I ran to the front door when she arrived. When I opened it, she was standing there—real, warm, breathing, smiling. Tears flooded my vision.

“You made it,” I whispered.

“I told you I would,” she said, hugging me.

I held her tighter than I ever had before. I saved her. After everything, after every impossible loop and every heartbreak—I saved her.

We stepped inside together.

My mother walked into the living room, a dish towel in hand. She stopped abruptly when she saw us.

Her face drained of all color.

“Dean…” she whispered. “Honey… who are you talking to?”

I froze.

“What? Mom, what do you mean? This is Barbara. She—she came.”

My mother’s voice trembled.

“Dean… sweetheart… you never had a friend named Barbara.”

My heart thudded violently.

“What? Mom, stop—this isn’t funny.”

She looked at me with a grief deeper than anything I’d ever seen.

“When you were little, you… you made her up. You used to talk to her all the time. We told you she was imaginary years ago. You grew out of it. Dean… there’s nobody there.”

I spun around.

Barbara stood beside me, eyes wide, lips trembling.

“Dean…” she whispered, “why can’t she see me?”

“No,” I choked. “No, you’re real. I saved you. I brought you here. I—”

Barbara looked down at her hands.

Her fingers were turning transparent.

“No,” I gasped. “No—Barbara—don’t—”

Her breath hitched.

“So this is why… all those times…” she whispered. “I was never meant to survive. Because I was never… supposed to be real.”

“Stop,” I cried. “Please stop—don’t say that—”

She reached up and touched my cheek. Her hand was warm—but faint, like a breeze.

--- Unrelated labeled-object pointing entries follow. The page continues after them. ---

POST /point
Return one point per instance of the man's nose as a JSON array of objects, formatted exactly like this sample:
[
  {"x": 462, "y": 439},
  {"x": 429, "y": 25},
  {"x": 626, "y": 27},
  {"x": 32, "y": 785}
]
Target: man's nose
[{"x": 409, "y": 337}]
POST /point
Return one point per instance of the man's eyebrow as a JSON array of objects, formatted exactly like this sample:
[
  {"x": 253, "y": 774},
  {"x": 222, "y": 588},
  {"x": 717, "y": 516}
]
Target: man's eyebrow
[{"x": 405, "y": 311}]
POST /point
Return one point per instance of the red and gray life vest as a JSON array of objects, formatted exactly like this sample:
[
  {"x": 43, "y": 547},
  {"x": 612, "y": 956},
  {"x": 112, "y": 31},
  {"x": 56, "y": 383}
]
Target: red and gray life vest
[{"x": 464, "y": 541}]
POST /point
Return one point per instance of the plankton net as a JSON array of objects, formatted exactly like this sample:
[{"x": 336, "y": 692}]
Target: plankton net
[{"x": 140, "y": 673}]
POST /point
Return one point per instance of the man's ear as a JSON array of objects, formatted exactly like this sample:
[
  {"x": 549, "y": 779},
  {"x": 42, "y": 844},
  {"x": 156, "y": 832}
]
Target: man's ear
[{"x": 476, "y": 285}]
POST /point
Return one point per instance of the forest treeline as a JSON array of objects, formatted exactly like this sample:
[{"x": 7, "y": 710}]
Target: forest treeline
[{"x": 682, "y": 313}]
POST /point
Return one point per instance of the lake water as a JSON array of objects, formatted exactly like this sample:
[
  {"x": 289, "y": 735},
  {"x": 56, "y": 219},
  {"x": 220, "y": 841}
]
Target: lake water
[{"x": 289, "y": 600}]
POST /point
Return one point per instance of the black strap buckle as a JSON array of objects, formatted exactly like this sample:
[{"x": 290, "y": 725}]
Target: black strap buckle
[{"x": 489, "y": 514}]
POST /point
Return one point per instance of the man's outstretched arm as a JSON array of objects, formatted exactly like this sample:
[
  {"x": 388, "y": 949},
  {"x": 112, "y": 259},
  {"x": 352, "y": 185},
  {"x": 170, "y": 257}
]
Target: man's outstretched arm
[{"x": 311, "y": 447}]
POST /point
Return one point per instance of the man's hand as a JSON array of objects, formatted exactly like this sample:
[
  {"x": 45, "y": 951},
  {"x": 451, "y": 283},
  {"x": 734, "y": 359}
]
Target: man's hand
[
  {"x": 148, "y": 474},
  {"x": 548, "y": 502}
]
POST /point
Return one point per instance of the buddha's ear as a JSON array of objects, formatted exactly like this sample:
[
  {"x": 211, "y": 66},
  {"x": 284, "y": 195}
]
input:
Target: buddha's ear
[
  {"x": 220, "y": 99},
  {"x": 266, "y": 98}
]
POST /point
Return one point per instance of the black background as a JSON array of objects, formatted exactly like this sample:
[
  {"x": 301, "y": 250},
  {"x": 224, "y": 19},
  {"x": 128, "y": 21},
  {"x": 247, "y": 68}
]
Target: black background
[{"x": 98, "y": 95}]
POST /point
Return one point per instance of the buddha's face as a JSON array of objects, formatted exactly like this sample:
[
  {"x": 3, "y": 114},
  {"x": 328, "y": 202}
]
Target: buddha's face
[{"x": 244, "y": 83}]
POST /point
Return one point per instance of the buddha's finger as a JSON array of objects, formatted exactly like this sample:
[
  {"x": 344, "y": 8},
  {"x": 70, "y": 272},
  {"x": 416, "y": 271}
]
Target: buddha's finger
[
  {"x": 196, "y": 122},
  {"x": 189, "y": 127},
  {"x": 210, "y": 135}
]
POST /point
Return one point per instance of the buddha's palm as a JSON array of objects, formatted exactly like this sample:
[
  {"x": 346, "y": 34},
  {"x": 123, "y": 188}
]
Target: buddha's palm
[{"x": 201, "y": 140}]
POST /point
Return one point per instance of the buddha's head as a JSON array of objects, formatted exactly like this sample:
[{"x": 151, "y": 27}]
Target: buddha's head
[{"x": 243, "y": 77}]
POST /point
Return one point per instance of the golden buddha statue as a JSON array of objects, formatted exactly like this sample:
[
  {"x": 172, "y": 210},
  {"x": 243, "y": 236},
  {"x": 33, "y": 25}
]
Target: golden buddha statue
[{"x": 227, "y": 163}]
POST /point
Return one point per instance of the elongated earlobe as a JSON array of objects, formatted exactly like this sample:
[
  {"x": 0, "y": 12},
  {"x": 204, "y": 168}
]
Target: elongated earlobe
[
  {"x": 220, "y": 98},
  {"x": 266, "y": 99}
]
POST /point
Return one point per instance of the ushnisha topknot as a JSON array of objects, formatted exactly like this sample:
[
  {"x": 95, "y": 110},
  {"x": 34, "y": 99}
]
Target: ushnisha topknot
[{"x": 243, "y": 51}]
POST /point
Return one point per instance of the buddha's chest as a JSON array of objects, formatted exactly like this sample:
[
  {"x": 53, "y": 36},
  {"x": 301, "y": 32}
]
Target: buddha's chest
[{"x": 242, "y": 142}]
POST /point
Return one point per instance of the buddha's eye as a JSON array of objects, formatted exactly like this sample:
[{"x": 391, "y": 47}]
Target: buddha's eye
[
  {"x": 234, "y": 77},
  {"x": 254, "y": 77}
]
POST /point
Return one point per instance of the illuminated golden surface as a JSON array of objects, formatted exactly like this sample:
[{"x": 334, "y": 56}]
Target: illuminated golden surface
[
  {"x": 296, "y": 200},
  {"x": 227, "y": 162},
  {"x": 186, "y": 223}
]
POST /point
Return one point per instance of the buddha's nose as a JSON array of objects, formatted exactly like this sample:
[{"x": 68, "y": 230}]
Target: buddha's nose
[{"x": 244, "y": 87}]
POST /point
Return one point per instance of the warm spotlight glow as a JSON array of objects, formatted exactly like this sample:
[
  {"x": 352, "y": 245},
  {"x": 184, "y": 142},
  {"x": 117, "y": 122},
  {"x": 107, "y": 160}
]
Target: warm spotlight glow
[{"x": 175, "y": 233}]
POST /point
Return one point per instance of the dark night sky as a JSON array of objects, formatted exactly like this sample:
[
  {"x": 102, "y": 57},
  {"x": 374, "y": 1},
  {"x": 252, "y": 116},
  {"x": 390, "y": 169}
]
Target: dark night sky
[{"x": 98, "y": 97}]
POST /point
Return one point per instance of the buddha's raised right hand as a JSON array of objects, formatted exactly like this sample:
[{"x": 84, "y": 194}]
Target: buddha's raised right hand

“Dean,” she whispered, her voice breaking, “you tried so hard. You loved me enough to break time itself. But your heart created me. And now… now that truth is here…”

Her outline flickered like static.

“I have to go.”

“Please,” I begged. “Don’t leave me. Please don’t leave me again.”

Her eyes filled with shimmering tears.

“You were never alone,” she whispered. “You made me so you wouldn’t be. And you don’t need me anymore.”

“I do,” I sobbed, collapsing. “I do, I do, I do—”

She knelt in front of me, fading like dust lifting into sunlight.

“Thank you for being my friend,” she whispered.

And then, with the saddest smile I’ve ever seen…

“Goodbye, Dean.”

Her form scattered into the air like falling embers.

And she was gone.

My mother held me as I screamed her name. And the world felt smaller. Emptier.

But slowly… painfully… I learned to breathe again.

Sometimes I still swear I feel her hand in mine.

Sometimes I hear her laugh in the back of my mind.

And sometimes, when I’m alone, I whisper the sentence that started it all.

I had a friend; Her name was Barbara Stanley.